Kies' staff is trying to determine if the change would have a disproportionate impact on elderly or small investors, who tend to acquire stock over time. Some small investors are angry about the proposal already.
``It probably will increase their tax bill when they do sell shares,'' said Brian Goodhart of Sterling, Va., a management consultant and a director of the Washington-area National Association of Investors Corporations, an investment club.
``We didn't blithely assume this would be without controversy,'' a senior Treasury official said.
But taxpayers have to recognize the benefits of this plan, a dramatic simplification of one important aspect of the tax code, the official said.
Under ``average cost,'' investors would have their taxes based on the average cost of stock or mutual fund shares purchased, instead of the current system, which gives them greater leeway by deducting the cost of the shares.
Stock and bond holders have two general options for accounting for their gains or losses. Under ``specific identification,'' a taxpayer can pick which securities they sell for purposes of determining the gain or loss, regardless of when they were bought. The other is the first-in, first-out method, in which the price is figured from the oldest stock in an investor's portfolio.
Depending on your circumstances, choosing one of these accounting methods can result in substantial tax savings.

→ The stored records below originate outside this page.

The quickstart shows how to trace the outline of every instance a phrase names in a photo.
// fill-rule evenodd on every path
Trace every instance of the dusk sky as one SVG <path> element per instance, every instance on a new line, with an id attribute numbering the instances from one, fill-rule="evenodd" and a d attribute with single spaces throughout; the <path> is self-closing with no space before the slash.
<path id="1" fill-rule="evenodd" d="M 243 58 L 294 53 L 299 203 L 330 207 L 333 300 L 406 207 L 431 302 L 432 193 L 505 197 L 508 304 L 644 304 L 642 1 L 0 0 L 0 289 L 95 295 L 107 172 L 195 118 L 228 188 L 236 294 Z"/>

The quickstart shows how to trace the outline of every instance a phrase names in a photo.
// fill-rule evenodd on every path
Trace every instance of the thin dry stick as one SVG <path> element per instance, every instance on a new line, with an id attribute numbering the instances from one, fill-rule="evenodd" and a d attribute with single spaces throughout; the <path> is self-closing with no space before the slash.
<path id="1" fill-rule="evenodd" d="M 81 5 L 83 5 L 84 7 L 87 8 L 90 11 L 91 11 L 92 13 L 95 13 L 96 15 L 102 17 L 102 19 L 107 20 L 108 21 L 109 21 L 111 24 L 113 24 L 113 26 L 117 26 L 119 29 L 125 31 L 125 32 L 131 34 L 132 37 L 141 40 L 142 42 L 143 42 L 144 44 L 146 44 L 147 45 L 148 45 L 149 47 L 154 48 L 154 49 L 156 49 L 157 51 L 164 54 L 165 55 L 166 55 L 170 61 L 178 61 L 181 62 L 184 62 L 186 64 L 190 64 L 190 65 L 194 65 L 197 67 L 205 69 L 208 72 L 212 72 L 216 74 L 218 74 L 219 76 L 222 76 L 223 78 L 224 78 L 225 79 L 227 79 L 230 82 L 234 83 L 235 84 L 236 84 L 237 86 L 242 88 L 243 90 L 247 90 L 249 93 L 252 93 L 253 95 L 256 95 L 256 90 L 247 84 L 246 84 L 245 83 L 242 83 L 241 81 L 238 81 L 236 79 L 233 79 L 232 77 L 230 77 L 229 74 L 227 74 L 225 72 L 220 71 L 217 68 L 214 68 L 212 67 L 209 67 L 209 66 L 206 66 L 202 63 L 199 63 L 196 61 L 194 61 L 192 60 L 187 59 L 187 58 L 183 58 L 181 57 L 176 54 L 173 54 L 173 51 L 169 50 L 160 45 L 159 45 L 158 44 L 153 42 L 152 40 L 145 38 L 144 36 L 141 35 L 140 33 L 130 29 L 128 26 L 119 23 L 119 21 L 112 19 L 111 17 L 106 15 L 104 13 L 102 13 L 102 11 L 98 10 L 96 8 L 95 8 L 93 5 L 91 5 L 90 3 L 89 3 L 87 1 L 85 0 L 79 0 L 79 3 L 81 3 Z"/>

For example, say an investor holds 100 shares of a computer company, 50 of which were bought for $50 last year and the other 50 having been bought for $25 before that. If the investor sells 25 shares of the company at $60, he would designate that for tax purposes those 25 shares were acquired at $50, and so the capital gain is $10 per share.
Under the Clinton plan, the average cost of the shares would be $37.50, and so the capital gain would be $22.50 per share - more than double the previous method.
The ``average cost'' issue wouldn't apply when someone bought a block of stock at one price and then resold all of it later at a profit, since there is only one purchase price involved. But it would affect investors in so-called dividend reinvestment programs, where a stock's quarterly dividends are used to purchase additional shares in the same company over time.
David Mangefrida, a tax partner at Ernst & Young in Washington, said the average cost method would tremendously reduce paperwork, since the taxpayer wouldn't have to provide elaborate documentation to establish when the shares were bought and at what price.
That gets tricky when someone has been buying small lots of stock in a particular company over the years, since accountants have to figure in stock splits, dividend reinvestment and a host of other factors to determine the stocks' value for tax purposes. Some taxpayers may incorrectly figure their dividend reinvestments and overpay the IRS, said Mangefrida.
In some complex cases involving shares in companies that were merged or taken over, the cost to hire an accountant to specifically identify the shares they're selling might be more than the higher taxes paid under an average cost accounting method, he said.
``It's a tremendous simplification for anyone whose held these things,'' said Mangefrida.
Despite the theory of improving the tax law, Mangefrida finds the Clinton plan personally annoying.
``As a tax lawyer, it ticks me off because it's going to raise my taxes,'' he said.